Elija de entre las siguientes actividades aquellas que sean de mayor beneficio para los niños de su clase. Puede utilizarlas durante la lección o como repaso o resumen. Para mayor información, vea la sección “El período de la clase” en “Ayudas para el maestro”.

  1. 1.

    Muestre la lámina 2-3, Jesús el Cristo, u otra lámina de Jesús. Pida a los niños que hagan de cuenta que Jesucristo va a venir a visitar sus hogares. Pídales que piensen en lo felices que se sentirían si eso sucediera.

    • ¿Qué harían para prepararse?

    • ¿Cómo actuarían una vez que Jesús llegara?

    Pida a los niños que representen algunas de las cosas que harían si Jesús viniera a visitarlos. Explíqueles que si Jesús en realidad los visitara, ellos tratarían por todos los medios de ser pacificadores compartiendo lo que tienen con los demás, siendo amables unos con otros y evitando las peleas; de esa forma podrían disfrutar de los buenos sentimientos que reinarían al estar Jesús entre ellos.

    Diga a los niños que algo que les puede ayudar a ser pacificadores es pensar en cómo se comportarían si Jesús visitara su hogar.

  2. 2.

    Canten o repitan la letra de “Una familia feliz” (Canciones para los niños, pág. 104). La letra de esta canción se encuentra al final del manual.

    Recuerde a los niños que cuando son pacificadores, contribuyen a la felicidad de la familia.

  3. 3.

    Canten o repitan la letra de “Si te sientes feliz” (Canciones para los niños, pág. 125), reemplazando aplaude así por otras acciones que los niños sugieran.

    Si te sientes hoy feliz,
    aplaude así.
    Si te sientes hoy feliz,
    aplaude así.
    Si te sientes muy feliz,
    tu rostro no podrá mentir.
    Si te sientes hoy feliz,
    aplaude así.
  4. 4.

    Para demostrar a los niños que pueden controlar su reacción ante los actos de los demás, pida a dos niños que se pongan uno frente al otro.

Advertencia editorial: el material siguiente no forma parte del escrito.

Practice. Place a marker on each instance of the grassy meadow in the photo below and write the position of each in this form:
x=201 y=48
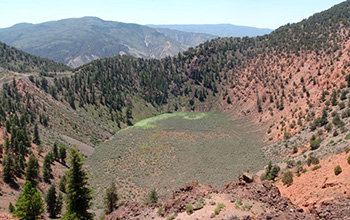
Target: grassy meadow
x=168 y=151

Pídale a un niño que se mantenga serio e inexpresivo, mientras que el otro niño trata de hacerle sonreír, reír o mostrar alguna otra expresión facial.

    Permita que los niños participen por turno, según lo deseen.

    Ayúdeles a comprender que deben tratar de controlar sus reacciones cuando alguien más haga algo que perturbe la paz del hogar. Por ejemplo, cuando un hermano o una hermana les grite, lo primero que quieren hacer es gritarle también, pero cuando están tratando de ser pacificadores, buscarán una mejor manera de reaccionar.